Residential property ownershipPosted 2022 by Jane L
By Tom Annat
A question often asked of tax professionals is in relation to property ownership and how this should be structured. This could be in relation to existing property or a proposed future purchase. The taxation of property income or gains can vary significantly depending on ownership and property type. Here we highlight some of the pertinent areas which should be considered for residential property ownership.
Legal and beneficial ownership
The legal owner of property is the person who owns the legal title of the land. In contrast, the beneficial owner is the person who has the right to use or occupy the property and enjoy any income or gains derived from it. The beneficial owner may not always be the legal owner and the opposite can also be true.
The taxation of property follows the beneficial ownership. Therefore, it is very important to consider who that beneficial owner is. It may not always be the person you think it is or would like it to be.
Tenants in common or joint tenancy
An important consideration for couples purchasing property is whether ownership should be as tenants in common or as joint tenants. As joint tenants, both owners jointly own the whole property equally. In contrast, as tenants in common, each will own a specific identifiable share in that property. These contrasting ownership arrangements can have an impact on taxation as well as for a person’s estate on death.
Under the ‘survivorship’ rules, where a joint owner dies, their joint share automatically passes to the other joint owner(s). This is significant because it will not be possible for the deceased to pass their share of the property to a named beneficiary in their will. For property held as tenants in common, the deceased owner would be able to leave their share to a named beneficiary.
The tax position for joint owners may be particularly relevant for married couples. For married couples, property income and gains are automatically taxed on a 50:50 basis. To alter this, the joint tenancy must be severed by Deed. This could have important tax consequences where you have one spouse paying higher rates taxes and the other is a non-taxpayer or basic rate taxpayer. The position for unmarried couples is not the same and profits can be allocated in the proportion agreed by the owners.

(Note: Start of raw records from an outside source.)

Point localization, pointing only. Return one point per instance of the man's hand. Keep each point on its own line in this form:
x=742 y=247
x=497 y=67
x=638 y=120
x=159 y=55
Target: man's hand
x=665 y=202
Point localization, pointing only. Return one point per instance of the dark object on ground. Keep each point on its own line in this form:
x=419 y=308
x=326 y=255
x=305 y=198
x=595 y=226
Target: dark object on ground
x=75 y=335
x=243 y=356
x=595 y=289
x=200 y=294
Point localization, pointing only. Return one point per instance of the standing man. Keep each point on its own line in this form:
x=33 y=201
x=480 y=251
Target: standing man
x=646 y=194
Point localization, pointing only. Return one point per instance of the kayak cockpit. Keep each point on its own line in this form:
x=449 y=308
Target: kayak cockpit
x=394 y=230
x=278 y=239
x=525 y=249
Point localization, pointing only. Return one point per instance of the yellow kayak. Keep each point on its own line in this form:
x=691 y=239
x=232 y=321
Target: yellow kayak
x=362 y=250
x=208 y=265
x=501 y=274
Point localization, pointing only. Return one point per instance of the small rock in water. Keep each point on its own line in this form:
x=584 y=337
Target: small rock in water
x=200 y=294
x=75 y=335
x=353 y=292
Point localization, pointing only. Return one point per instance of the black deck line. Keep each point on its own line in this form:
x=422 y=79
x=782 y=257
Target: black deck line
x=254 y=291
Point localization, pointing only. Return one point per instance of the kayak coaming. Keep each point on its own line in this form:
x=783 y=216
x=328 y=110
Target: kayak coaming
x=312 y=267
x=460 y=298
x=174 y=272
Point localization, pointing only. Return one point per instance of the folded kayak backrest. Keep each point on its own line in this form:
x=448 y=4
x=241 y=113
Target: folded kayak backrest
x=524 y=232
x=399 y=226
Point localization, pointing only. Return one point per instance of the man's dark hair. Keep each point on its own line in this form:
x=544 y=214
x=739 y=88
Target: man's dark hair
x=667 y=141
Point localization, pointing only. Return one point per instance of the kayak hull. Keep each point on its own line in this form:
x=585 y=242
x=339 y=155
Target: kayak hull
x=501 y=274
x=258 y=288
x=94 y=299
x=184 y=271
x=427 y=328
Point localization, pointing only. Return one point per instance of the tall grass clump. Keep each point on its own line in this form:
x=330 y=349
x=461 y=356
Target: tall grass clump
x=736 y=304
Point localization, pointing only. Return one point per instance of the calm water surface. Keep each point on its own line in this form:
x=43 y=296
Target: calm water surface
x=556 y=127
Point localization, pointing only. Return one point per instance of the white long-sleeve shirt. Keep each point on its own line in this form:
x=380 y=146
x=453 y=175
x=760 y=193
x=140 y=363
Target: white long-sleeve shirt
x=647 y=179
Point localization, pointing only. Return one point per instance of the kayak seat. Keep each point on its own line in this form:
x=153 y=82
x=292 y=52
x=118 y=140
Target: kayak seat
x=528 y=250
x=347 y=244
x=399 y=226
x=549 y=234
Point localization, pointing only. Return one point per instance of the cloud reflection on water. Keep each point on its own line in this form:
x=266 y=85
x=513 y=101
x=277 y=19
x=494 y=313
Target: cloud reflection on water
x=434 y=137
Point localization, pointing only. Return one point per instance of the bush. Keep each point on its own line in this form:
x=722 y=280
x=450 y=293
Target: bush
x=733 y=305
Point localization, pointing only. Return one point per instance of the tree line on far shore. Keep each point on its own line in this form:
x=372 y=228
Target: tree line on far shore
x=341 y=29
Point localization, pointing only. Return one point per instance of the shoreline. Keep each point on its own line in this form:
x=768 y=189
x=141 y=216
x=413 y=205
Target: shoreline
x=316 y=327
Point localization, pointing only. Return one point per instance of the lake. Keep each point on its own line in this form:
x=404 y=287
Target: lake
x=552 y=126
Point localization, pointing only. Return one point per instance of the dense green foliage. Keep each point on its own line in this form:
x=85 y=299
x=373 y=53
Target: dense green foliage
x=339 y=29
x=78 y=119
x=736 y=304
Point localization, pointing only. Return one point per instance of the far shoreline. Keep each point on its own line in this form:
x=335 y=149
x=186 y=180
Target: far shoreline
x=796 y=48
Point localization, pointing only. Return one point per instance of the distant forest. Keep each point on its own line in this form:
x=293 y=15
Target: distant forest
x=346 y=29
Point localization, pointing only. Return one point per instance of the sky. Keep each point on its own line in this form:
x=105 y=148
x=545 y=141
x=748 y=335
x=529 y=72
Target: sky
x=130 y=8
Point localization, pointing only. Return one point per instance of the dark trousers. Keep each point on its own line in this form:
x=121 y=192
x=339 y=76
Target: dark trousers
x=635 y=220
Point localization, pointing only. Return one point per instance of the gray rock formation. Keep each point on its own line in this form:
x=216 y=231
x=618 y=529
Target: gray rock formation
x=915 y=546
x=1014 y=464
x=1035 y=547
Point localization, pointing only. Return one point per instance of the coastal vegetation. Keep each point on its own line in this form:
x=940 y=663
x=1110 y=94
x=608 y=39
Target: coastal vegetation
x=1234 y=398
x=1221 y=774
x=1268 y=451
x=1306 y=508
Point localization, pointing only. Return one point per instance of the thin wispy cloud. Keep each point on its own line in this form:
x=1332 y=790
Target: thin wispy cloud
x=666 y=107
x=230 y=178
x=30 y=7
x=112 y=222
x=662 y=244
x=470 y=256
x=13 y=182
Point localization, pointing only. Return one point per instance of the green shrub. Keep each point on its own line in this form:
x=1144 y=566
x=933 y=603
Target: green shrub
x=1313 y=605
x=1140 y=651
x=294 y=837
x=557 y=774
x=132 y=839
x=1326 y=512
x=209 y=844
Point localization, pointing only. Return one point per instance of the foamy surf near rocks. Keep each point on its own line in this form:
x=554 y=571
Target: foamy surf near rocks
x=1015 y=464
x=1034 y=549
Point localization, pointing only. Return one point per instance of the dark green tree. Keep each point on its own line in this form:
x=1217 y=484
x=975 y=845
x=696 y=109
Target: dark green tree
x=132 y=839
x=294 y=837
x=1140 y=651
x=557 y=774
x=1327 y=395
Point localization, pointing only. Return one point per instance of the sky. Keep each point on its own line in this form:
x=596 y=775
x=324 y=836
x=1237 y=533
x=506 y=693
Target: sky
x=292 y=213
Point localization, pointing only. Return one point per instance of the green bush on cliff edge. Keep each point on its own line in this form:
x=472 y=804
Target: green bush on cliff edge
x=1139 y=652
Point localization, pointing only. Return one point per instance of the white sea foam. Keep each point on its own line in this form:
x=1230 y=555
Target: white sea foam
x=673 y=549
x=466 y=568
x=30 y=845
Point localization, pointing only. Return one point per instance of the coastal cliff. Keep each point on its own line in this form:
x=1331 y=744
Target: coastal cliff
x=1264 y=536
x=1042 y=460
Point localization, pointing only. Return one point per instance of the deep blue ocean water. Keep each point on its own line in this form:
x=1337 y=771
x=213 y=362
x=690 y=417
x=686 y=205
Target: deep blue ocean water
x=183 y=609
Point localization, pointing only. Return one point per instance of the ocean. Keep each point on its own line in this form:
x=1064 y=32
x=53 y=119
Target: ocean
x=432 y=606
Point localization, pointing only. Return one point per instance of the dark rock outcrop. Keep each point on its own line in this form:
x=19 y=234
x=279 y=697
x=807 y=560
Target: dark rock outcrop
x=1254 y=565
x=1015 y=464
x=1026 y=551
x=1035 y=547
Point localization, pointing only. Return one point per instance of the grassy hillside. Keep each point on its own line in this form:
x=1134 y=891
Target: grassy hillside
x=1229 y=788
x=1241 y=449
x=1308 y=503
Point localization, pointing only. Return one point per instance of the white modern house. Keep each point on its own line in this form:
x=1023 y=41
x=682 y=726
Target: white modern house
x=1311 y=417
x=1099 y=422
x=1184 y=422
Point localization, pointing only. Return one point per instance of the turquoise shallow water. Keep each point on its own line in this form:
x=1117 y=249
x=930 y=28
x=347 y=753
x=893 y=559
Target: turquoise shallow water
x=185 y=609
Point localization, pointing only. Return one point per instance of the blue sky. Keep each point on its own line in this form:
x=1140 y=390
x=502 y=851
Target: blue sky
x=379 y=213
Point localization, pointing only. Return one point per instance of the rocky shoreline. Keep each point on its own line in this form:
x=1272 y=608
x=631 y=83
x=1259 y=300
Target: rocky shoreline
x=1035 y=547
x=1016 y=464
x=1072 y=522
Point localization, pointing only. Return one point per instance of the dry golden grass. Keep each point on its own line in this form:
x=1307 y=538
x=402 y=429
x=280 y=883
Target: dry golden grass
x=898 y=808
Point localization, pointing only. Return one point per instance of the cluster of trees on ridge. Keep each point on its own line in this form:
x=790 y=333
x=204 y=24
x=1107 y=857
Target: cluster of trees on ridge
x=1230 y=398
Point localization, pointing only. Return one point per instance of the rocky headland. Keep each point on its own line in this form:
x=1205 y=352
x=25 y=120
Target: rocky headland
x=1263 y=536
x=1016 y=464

In recent years there has been an increased interest in owning residential property within a company. In part, this could be as a result of the tax relief restrictions on mortgage interest which came into force in 2017. These restrictions do not apply to companies. Further, we have seen a growth in popularity of family investment companies. Historically trusts have been the ‘go to’ structure for family tax planning. However, trusts can lack flexibility and tighter regulation has increased the tax and administrative burden for this type of planning. As such, family investment companies are considered a viable alternative to trusts.
Where profits are fully retained within a company, tax rates will generally be lower than when owned directly. In contrast, if profits are fully withdrawn via a salary or dividends to shareholders, then the overall tax benefit may be reduced. However, tax planning opportunities may arise so that personal allowances of basic rate or non-tax paying shareholders can be utilised.
Stamp duty (SDLT)
Stamp duty is chargeable on residential property purchases above £40,000. The amount charged is based on a progressive scale relative to the property value. A 3% surcharge is added to the basic rates where there is a purchase of additional property or properties.
The acquisition of residential property by companies will generally be taxed under the higher rates of SDLT (3% surcharge). Unlike for individuals, the additional 3% higher rate applies for any purchase of residential property and not just for additional purchases.
A 15% flat rate SDLT charge may apply to purchases of residential property by companies where the consideration is for more than £500,000. However, there are exemptions available from this rate and, where an exemption applies, the 3% higher rates will apply.
Companies that are non-UK resident must pay a 2% surcharge on residential purchases above £40,000.
Relief for multiple properties
Transactions concerning multiple properties may qualify for ‘relief’ that could reduce the amount of SDLT payable. Multiple dwellings relief (MDR) allows for SDLT to effectively be charged on an averaged basis for each property. If 6 or more properties are being purchased at the same time, the purchaser can opt to either pay ‘non-residential’ rates of SDLT or to pay higher rates with multiple dwellings relief applied.
Transfer of existing property into a company
The transfer of property from individual to corporate ownership is a deemed disposal for capital gains tax purposes. As such, any proceeds received are ignored and replaced by the market value for the purpose of capital gains tax.
This type of transfer is also a chargeable transaction for SDLT purposes and would fall within the SDLT regime discussed above.
These two taxing regimes could result in a significant upfront liability when moving personally owned property into a company. Advanced tax planning is therefore essential.
Annual Tax on Enveloped Dwellings (ATED)
In an attempt to make holding residential property within a corporate structure less attractive, the ATED regime was introduced in 2013. This legislation imposes an annual charge on companies holding residential property valued at more than £500,000. Various reliefs and exemptions are available. For example, property let to a third party on commercial terms would be exempt from the charge. However, the exemption must be ‘claimed’ via a submission of an annual return to HMRC.